During the live-streamed case study “Seven Grams: Solution Journalism and Augmented Reality,” presented on Thursday at the NewImages Festival, director Karim Ben Khelifa explained the origins of his next VR project – once again made with the help of executive producer Chloé Jarry of Lucid Realities.

As mentioned also in the short trailer, shown to the audience gathered in the room as well as the one watching online, “Seven Grams” is a global journalistic project that tells the story of smartphones through a smartphone, using AR. With each mobile containing roughly seven grams of precious minerals, like gold, one country in particular has an abundance of them: The Democratic Republic of Congo. “But for many, this has been a curse rather than a blessing,” it was said in the video materials, as they are often extracted in horrendous conditions, violating basic human rights.

“I had forgotten I had to do this in English!,” exclaimed the director during his presentation, sporting a Jacques Cousteau-approved red hat.

Once again using his experience as a war correspondent and photojournalist, his intention was clear: this story needs to be heard. “It was born when I was doing my previous VR project, [2014’s] ‘The Enemy.’ I was in a mine in eastern Congo, taking photos with my phone.
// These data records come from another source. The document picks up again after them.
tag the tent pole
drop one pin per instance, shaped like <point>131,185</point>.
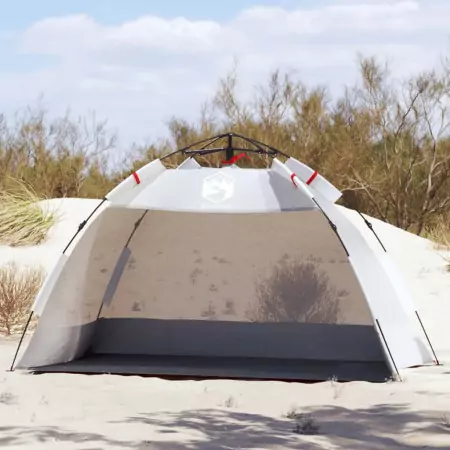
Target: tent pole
<point>389,351</point>
<point>428,339</point>
<point>229,152</point>
<point>370,226</point>
<point>21,339</point>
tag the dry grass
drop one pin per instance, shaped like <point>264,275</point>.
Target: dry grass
<point>439,233</point>
<point>18,289</point>
<point>23,220</point>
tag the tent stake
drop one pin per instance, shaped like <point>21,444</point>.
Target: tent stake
<point>387,346</point>
<point>428,339</point>
<point>21,339</point>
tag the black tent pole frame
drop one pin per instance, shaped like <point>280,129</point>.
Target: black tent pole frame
<point>370,226</point>
<point>80,227</point>
<point>428,339</point>
<point>388,349</point>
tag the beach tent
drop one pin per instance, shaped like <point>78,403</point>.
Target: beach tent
<point>227,271</point>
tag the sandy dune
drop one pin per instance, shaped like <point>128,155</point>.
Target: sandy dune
<point>111,412</point>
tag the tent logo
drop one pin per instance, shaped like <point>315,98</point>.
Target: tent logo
<point>218,187</point>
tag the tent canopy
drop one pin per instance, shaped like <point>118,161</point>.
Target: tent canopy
<point>225,272</point>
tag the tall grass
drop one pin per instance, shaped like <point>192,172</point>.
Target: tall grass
<point>24,220</point>
<point>439,233</point>
<point>18,289</point>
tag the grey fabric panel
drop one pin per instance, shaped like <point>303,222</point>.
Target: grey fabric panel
<point>238,339</point>
<point>207,367</point>
<point>73,341</point>
<point>116,275</point>
<point>275,267</point>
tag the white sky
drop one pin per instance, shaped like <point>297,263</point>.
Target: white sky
<point>139,72</point>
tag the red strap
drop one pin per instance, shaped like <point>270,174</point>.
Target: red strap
<point>235,158</point>
<point>313,177</point>
<point>136,177</point>
<point>292,179</point>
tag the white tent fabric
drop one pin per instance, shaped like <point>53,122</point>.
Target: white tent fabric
<point>128,283</point>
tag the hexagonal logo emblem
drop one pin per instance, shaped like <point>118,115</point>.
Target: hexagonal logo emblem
<point>218,187</point>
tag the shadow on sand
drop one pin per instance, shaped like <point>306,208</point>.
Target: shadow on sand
<point>375,428</point>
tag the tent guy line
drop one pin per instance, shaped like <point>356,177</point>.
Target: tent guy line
<point>305,305</point>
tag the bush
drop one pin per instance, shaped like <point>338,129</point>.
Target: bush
<point>18,289</point>
<point>23,220</point>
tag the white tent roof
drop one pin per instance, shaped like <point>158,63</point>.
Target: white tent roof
<point>290,187</point>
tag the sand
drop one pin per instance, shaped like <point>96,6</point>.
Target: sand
<point>57,411</point>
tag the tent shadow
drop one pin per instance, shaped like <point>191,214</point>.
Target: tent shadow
<point>378,427</point>
<point>375,428</point>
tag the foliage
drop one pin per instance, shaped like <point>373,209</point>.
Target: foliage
<point>383,142</point>
<point>24,220</point>
<point>18,289</point>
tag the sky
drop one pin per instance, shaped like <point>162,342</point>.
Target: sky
<point>137,63</point>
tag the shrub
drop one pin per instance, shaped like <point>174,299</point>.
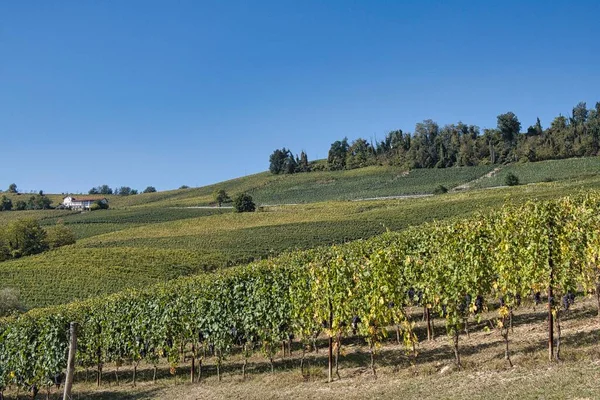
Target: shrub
<point>511,179</point>
<point>243,203</point>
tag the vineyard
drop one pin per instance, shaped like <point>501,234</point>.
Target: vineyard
<point>545,171</point>
<point>265,188</point>
<point>137,251</point>
<point>546,251</point>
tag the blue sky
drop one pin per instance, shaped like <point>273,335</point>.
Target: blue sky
<point>166,93</point>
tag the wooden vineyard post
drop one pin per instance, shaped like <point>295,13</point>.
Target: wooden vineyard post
<point>71,361</point>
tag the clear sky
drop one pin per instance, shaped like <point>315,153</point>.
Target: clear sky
<point>166,93</point>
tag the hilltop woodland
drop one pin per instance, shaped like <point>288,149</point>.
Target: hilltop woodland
<point>25,237</point>
<point>432,146</point>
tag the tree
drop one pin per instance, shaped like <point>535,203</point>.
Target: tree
<point>59,235</point>
<point>5,204</point>
<point>221,196</point>
<point>302,163</point>
<point>580,114</point>
<point>509,126</point>
<point>282,161</point>
<point>25,237</point>
<point>243,203</point>
<point>336,158</point>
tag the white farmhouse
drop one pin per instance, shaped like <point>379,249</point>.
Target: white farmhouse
<point>82,202</point>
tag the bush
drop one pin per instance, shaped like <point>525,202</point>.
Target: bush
<point>511,179</point>
<point>243,203</point>
<point>440,189</point>
<point>24,238</point>
<point>59,235</point>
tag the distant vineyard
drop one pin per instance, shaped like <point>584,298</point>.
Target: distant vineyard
<point>542,249</point>
<point>98,264</point>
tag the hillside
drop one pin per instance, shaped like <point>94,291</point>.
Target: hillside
<point>135,254</point>
<point>486,374</point>
<point>151,238</point>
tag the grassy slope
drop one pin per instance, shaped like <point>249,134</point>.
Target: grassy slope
<point>154,252</point>
<point>315,186</point>
<point>553,170</point>
<point>142,240</point>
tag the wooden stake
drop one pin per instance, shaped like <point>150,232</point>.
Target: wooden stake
<point>71,362</point>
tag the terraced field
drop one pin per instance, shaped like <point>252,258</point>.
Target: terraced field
<point>545,171</point>
<point>265,188</point>
<point>139,251</point>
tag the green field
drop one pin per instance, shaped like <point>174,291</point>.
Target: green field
<point>265,188</point>
<point>138,252</point>
<point>150,238</point>
<point>545,171</point>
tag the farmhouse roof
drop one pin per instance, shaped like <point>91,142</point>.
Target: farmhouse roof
<point>87,198</point>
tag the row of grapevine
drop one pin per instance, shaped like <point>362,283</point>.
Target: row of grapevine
<point>363,287</point>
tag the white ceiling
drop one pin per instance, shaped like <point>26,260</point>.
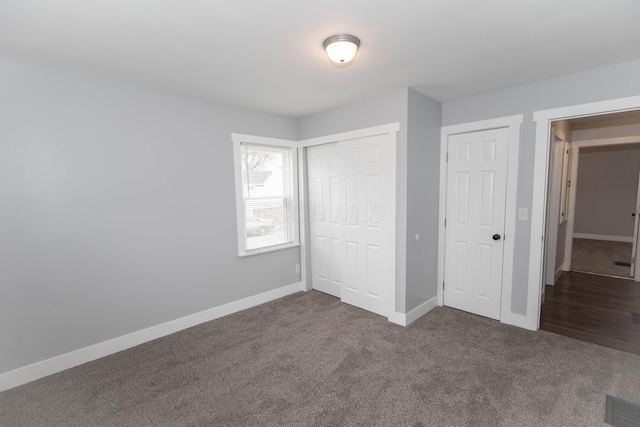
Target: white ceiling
<point>268,55</point>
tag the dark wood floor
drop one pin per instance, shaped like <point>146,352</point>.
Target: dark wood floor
<point>594,308</point>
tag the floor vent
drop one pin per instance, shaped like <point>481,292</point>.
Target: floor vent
<point>620,413</point>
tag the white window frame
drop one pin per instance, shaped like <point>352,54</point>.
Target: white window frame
<point>238,140</point>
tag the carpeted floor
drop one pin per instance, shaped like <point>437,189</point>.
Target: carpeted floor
<point>310,360</point>
<point>599,256</point>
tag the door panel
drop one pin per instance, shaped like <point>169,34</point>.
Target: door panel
<point>367,228</point>
<point>350,192</point>
<point>476,198</point>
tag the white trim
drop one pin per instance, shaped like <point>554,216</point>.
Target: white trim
<point>302,217</point>
<point>78,357</point>
<point>568,238</point>
<point>501,122</point>
<point>237,141</point>
<point>416,313</point>
<point>513,123</point>
<point>627,239</point>
<point>243,254</point>
<point>510,218</point>
<point>518,320</point>
<point>444,142</point>
<point>390,129</point>
<point>575,164</point>
<point>606,141</point>
<point>543,121</point>
<point>557,275</point>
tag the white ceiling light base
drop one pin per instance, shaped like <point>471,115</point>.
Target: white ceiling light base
<point>341,48</point>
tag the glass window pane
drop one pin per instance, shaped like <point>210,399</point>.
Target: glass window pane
<point>266,222</point>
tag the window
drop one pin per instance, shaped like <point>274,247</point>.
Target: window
<point>266,194</point>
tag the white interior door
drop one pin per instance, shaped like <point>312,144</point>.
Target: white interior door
<point>323,163</point>
<point>634,250</point>
<point>352,227</point>
<point>366,228</point>
<point>475,218</point>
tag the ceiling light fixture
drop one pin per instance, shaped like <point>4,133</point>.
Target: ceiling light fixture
<point>341,48</point>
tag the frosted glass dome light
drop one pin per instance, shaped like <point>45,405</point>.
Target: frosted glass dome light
<point>341,48</point>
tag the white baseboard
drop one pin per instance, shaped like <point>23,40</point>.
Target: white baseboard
<point>78,357</point>
<point>520,321</point>
<point>603,237</point>
<point>557,274</point>
<point>416,313</point>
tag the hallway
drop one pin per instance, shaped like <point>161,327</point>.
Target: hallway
<point>598,309</point>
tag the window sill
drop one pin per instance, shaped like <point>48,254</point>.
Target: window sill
<point>252,252</point>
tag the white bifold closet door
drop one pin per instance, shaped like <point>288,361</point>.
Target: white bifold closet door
<point>350,201</point>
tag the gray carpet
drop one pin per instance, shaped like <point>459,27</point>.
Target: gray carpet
<point>599,256</point>
<point>310,360</point>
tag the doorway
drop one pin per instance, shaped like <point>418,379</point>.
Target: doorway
<point>593,226</point>
<point>478,181</point>
<point>350,184</point>
<point>573,296</point>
Not realizing they are digging out the very minerals that are enabling me to do it. [I want to show] why are we using these minerals, why they are indispensable and how they make the device you have in your hand so powerful,” he said.

Noting that “telling a story in augmented reality has a lot of challenges,” Ben Khelifa said that early audiences who tried the prototype of the app (for IOS and Android) were “fascinated by finally discovering the inside of their phone.” Focusing on four components of the phone – the motherboard, the battery, the vibrator and the screen – he added: “Each of them is linked to one of the minerals and although all these minerals are not necessarily coming only from Congo, Congo provides a lot of them,” he explained. “There is a big chance we have Congo cobalt in this room. The problem is how it’s mined.”

Mentioning the injustice and pain that comes with the procedure, he decided to leave the AR part at one point in the story and, radically changing the technique, opt for charcoal drawing instead (“which reminds us of the minerals”), when talking about one individual in Congo, abducted when he was only 12 years old and going through immense horror. Also because, given what he went through, he didn’t want to be recognized.

“After this, Generation Z knows what’s wrong but they also want to fix it, so we will be moving to where I will explain what’s the problem. And how you fight it,” he said. “After three, five years our device starts to slow down, but there are ways to extend its life and lessen the pressure on the supply chain for these minerals from Congo. We need to recycle our electronics. Only 20% of them are recycled today.” Needless to say, there will be a website accompanying “Seven Grams” outside of the app, which will introduce all the partners of the project but also provide some fact-checking. “In the age of fake news, I thought it would be good,” he deadpanned.

This year’s edition of the NewImages Festival ran Sept. 23-27.